But with the social media boom and the growth in encrypted communications, radicalization and operational planning can easily take place entirely online. ISIS has capitalized on evolving communications technologies, building cohesive online communities that foster a sense of “remote intimacy” and thus facilitate radicalization. The group has also established a team of “virtual planners” who use the Internet to identify recruits, and to coordinate and direct attacks, often without meeting the perpetrators in person. Junaid Hussain, a British ISIS operative who was killed in August 2015, played the role of virtual planner for the May 2015 strike against the Draw Muhammad contest in Garland, Texas.

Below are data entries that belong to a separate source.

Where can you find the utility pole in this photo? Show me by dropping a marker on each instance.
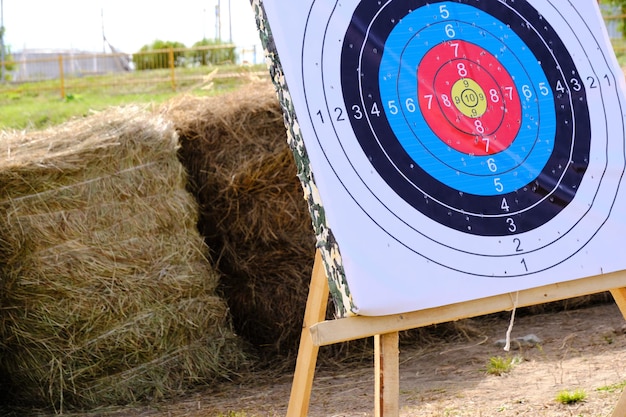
(2, 57)
(230, 24)
(104, 39)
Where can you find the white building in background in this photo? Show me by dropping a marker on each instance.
(44, 64)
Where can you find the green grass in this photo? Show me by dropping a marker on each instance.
(497, 365)
(571, 397)
(38, 105)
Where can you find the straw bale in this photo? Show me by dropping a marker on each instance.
(106, 292)
(253, 213)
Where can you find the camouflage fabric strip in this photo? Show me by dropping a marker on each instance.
(339, 289)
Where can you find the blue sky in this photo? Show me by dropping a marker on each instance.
(128, 24)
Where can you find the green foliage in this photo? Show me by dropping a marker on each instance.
(212, 52)
(621, 4)
(146, 59)
(571, 397)
(9, 64)
(498, 365)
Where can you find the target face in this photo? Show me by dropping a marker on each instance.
(477, 141)
(466, 127)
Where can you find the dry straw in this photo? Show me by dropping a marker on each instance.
(253, 213)
(106, 294)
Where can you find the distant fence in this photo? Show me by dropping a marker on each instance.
(141, 72)
(165, 69)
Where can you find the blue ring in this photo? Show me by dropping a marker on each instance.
(518, 165)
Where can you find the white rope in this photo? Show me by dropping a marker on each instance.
(507, 345)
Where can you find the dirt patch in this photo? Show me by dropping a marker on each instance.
(580, 349)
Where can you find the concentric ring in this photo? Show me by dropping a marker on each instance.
(471, 193)
(513, 210)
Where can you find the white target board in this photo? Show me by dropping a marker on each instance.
(462, 148)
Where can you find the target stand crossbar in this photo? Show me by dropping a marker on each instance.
(317, 332)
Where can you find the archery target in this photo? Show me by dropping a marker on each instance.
(464, 129)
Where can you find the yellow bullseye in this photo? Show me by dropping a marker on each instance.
(469, 98)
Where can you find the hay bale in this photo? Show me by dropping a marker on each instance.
(253, 214)
(106, 293)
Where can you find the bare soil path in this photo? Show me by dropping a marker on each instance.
(580, 349)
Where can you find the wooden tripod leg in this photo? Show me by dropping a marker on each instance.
(619, 294)
(387, 379)
(307, 353)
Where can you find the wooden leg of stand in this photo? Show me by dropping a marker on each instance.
(387, 380)
(619, 294)
(307, 353)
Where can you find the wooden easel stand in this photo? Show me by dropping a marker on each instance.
(316, 332)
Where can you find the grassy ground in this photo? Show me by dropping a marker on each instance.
(41, 104)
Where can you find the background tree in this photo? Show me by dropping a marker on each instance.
(156, 55)
(621, 9)
(212, 52)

Hussain had communicated online with Elton Simpson before the attack and was the first to celebrate it on social media. It may take months—or longer—to detect the role of virtual planners in attacks.
The changing nature of operational planning underscores the need for a new paradigm for understanding the relationship between single attackers and networks. It no longer makes sense to apply pre-digital-age thinking to jihadist attacks perpetrated in the age of Twitter, Telegram, and end-to-end encryption.
Instead, it is useful to think of four categories of attacks, with descending connections to a network. The first category consists of operations in which the attacker was trained and dispatched by an organization. Reda Hame, who traveled to Syria and received weapons training from Abaaoud before being sent back to Europe, perfectly fits this mold. The second category is attackers in touch via social media with virtual planners such as Hussain, who help set targets, determine the timing of the attack, and provide technical assistance. The third category is operatives who are in contact with a militant group via online communications but do not receive specific instructions about carrying out an attack. Finally, the fourth category comprises the true lone wolves, individuals who strike without ever communicating with jihadist networks, either online or in person.
It is clear that extremely few of the jihadists labeled lone wolves truly fit that definition. As long as attacks are falsely categorized though, the world can’t even begin to fight back. We need a better model for understanding terrorism in the digital age.